En ce 6 octobre 2010, je relis ces pages et je comprends pourquoi, à vingt-cinq ans, à mon arrivée à Montréal, l’œuvre de fiction de Stendhal m’était plus accessible et pourquoi ce fut au début de ma cinquantaine à moi, sans le concerter sérieusement, que j’abordai les « œuvres intimes » de mon modèle romanesque.

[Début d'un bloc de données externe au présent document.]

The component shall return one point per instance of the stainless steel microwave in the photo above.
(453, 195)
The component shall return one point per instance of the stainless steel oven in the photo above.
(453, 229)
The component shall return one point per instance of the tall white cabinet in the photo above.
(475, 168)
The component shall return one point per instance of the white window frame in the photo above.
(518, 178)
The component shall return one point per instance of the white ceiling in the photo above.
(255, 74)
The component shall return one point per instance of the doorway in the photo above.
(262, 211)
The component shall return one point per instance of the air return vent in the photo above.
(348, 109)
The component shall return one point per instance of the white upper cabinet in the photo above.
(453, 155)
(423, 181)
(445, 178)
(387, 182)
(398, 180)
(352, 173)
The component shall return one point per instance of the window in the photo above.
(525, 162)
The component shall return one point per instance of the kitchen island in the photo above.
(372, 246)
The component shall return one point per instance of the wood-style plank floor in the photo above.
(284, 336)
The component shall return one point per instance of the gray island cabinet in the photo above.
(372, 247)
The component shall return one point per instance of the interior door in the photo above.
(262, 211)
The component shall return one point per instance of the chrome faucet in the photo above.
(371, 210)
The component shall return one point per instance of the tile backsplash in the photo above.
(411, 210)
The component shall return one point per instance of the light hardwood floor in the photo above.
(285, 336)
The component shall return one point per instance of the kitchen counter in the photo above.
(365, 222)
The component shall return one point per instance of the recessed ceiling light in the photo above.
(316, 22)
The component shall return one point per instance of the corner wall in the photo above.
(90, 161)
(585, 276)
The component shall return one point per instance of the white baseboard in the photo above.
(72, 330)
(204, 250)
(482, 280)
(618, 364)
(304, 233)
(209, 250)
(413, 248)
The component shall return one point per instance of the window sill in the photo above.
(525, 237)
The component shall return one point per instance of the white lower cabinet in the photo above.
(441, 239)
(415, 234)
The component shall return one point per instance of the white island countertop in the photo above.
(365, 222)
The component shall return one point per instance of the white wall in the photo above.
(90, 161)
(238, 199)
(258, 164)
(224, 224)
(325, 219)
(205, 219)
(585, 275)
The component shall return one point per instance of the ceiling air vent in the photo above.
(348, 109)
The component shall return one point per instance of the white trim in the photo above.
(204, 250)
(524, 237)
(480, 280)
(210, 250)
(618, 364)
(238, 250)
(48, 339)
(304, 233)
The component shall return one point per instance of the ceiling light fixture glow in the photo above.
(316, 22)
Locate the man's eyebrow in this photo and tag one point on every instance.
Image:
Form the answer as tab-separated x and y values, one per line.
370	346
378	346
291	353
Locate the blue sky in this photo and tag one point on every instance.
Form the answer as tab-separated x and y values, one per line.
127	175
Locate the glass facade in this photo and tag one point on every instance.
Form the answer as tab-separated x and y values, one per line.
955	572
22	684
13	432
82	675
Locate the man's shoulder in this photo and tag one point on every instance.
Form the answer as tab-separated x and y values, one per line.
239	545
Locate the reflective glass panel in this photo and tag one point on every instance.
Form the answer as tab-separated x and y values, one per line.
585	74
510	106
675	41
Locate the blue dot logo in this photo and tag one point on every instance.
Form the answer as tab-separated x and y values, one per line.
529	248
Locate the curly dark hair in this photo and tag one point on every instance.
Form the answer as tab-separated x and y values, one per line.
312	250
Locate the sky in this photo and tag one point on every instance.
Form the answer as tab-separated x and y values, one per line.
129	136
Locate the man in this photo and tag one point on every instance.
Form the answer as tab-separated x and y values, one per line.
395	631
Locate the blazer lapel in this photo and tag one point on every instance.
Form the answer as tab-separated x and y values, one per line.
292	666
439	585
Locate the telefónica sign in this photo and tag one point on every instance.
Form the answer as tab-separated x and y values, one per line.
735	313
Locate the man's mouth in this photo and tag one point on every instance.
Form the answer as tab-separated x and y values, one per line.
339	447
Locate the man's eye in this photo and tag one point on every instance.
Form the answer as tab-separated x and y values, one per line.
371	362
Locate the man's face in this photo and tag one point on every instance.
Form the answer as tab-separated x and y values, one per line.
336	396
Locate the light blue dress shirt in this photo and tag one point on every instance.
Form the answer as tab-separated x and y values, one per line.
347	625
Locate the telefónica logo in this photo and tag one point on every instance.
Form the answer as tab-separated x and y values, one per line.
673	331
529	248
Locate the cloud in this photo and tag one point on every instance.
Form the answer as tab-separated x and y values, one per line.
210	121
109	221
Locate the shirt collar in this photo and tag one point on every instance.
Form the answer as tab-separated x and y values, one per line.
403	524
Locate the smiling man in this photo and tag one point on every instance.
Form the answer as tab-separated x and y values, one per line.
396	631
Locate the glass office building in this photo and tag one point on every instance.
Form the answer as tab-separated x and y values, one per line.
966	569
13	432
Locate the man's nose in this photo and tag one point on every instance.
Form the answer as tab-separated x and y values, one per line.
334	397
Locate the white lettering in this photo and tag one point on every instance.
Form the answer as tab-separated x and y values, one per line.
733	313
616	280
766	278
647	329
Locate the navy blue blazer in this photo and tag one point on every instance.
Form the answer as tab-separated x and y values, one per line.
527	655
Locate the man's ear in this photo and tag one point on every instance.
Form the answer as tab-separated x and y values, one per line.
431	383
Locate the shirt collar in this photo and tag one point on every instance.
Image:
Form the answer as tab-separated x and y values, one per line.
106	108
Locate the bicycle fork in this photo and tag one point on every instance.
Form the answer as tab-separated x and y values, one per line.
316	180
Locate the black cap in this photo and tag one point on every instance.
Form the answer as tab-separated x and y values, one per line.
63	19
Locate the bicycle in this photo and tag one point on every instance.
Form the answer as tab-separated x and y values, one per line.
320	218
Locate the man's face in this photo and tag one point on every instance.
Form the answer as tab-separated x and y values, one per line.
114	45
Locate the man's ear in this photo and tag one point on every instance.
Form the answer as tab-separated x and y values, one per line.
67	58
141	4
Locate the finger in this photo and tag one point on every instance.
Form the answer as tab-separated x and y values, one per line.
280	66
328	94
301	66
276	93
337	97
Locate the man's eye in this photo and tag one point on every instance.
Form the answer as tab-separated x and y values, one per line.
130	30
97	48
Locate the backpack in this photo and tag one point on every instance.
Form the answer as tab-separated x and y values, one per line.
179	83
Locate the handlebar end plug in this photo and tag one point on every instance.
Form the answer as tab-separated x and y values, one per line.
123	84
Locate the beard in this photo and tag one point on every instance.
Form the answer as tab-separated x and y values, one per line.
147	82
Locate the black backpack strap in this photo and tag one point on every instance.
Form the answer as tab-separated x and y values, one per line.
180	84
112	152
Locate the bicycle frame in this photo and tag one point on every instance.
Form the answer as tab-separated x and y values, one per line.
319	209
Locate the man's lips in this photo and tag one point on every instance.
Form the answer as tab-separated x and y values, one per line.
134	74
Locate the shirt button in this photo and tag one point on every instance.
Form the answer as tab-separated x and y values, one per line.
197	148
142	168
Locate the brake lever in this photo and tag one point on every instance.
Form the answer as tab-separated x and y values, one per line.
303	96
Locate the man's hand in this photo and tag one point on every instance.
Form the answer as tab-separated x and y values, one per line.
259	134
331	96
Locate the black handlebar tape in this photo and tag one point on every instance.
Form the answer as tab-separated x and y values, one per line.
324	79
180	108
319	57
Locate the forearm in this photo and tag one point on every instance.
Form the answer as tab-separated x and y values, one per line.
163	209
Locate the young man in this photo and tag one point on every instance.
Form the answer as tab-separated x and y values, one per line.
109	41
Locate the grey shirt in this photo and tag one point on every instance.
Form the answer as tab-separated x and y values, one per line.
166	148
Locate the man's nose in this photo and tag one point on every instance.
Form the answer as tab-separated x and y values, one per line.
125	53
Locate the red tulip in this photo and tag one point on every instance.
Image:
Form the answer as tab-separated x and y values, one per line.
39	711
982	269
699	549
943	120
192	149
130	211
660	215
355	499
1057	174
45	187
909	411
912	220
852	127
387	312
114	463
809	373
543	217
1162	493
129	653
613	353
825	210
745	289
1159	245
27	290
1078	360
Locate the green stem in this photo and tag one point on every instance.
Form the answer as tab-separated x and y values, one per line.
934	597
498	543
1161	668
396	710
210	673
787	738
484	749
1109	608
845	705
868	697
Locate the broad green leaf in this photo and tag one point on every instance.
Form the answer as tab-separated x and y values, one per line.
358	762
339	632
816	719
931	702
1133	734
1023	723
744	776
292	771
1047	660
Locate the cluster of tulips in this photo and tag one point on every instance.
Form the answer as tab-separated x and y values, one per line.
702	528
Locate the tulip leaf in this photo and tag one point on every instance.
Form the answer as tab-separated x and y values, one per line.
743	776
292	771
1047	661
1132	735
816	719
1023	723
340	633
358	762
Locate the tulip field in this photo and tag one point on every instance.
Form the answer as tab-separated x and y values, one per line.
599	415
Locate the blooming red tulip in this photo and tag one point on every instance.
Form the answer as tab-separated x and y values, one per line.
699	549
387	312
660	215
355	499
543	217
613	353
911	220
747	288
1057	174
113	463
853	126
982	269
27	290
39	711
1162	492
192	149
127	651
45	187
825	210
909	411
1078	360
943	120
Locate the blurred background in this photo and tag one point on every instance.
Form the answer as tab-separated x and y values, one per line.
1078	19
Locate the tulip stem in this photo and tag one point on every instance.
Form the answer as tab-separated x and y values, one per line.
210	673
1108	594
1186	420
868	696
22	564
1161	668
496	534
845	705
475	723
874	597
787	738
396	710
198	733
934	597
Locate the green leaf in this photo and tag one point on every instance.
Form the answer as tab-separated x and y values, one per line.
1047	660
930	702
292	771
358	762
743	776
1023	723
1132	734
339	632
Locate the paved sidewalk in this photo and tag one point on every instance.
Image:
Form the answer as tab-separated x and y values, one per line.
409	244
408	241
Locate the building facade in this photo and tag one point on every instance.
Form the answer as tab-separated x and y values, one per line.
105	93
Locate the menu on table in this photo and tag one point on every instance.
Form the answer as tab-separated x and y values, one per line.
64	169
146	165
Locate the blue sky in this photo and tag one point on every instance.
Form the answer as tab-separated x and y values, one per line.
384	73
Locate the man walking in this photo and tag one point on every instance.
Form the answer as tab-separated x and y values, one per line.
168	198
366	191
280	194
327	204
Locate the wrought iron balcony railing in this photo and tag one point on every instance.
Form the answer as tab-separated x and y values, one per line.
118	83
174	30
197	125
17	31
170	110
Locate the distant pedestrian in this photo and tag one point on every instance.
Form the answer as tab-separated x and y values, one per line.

Aujourd’hui, à soixante-douze ans, je commence à comprendre pourquoi il me fallut toutes ces années pour la nécessaire mise à l’œuvre de ma vie. Quand on désire l’éclairer à l’ombre des mots, qui, eux, sont toute lumière pour l’écrivain, le temps devient le grand forgeron de l’œuvre. Et pourquoi l’indispensable faisceau s’allume au moment de l’évocation de la plus obscure période de mon existence, cette décennie 1960.
Aujourd’hui, en ce 6 octobre 2010, au son des vagues entendues de ma fenêtre sous les grands vents et le fulgurant soleil de l’été des Indiens, en Gaspésie, je peux dire comme mon aïeul diagonal : il y a deux mois, j’ai eu soixante-douze ans, est-il bien possible ! 1938, 48, 58, 68, 78, 88, 98, 2008, plus deux ans, je suis tout le compte sur mes doigts… et 2010 soixante-douze. Est-il bien possible ! Soixante-douze !
Je ne le crois pas moi-même tant mon cœur semble au printemps. Mon cœur et mon esprit. Je ne le crois pas. Mais je dois le penser. L’autobiographie n’est qu’une voie pour mieux penser cette éblouissante épreuve du temps qui s’en va. Elle peut être publique vu que tant de livres le furent. Ceux qui craignent l’autobiographie manquent d’humilité.
Venus tout droit de New York, en cette fin d’été 1963, nous fûmes hébergés par l’une de mes sœurs. Il nous fut loisible de courir un peu partout en ville pendant que Charles se faisait garder chez elle. D’abord, il nous fallait trouver un appartement, pas très loin de l’Université de Montréal où Patrick enseignerait, et meublé si possible, nous ne possédions que nos vêtements, nos livres ainsi que quelques objets, achetés en Provence pour la plupart. Nous avons finalement trouvé un demi-sous-sol meublé comprenant deux chambres, la petite pour le bébé et la grande pour nous, la « chambre des maîtres », comme disait le propriétaire, et qui me servirait aussi de bureau. Dans le quartier glauque du Côte-des-Neiges des pauvres et des immigrants, ce qui n’était pas pour me déplaire au début, immigrante je me sentais moi-même.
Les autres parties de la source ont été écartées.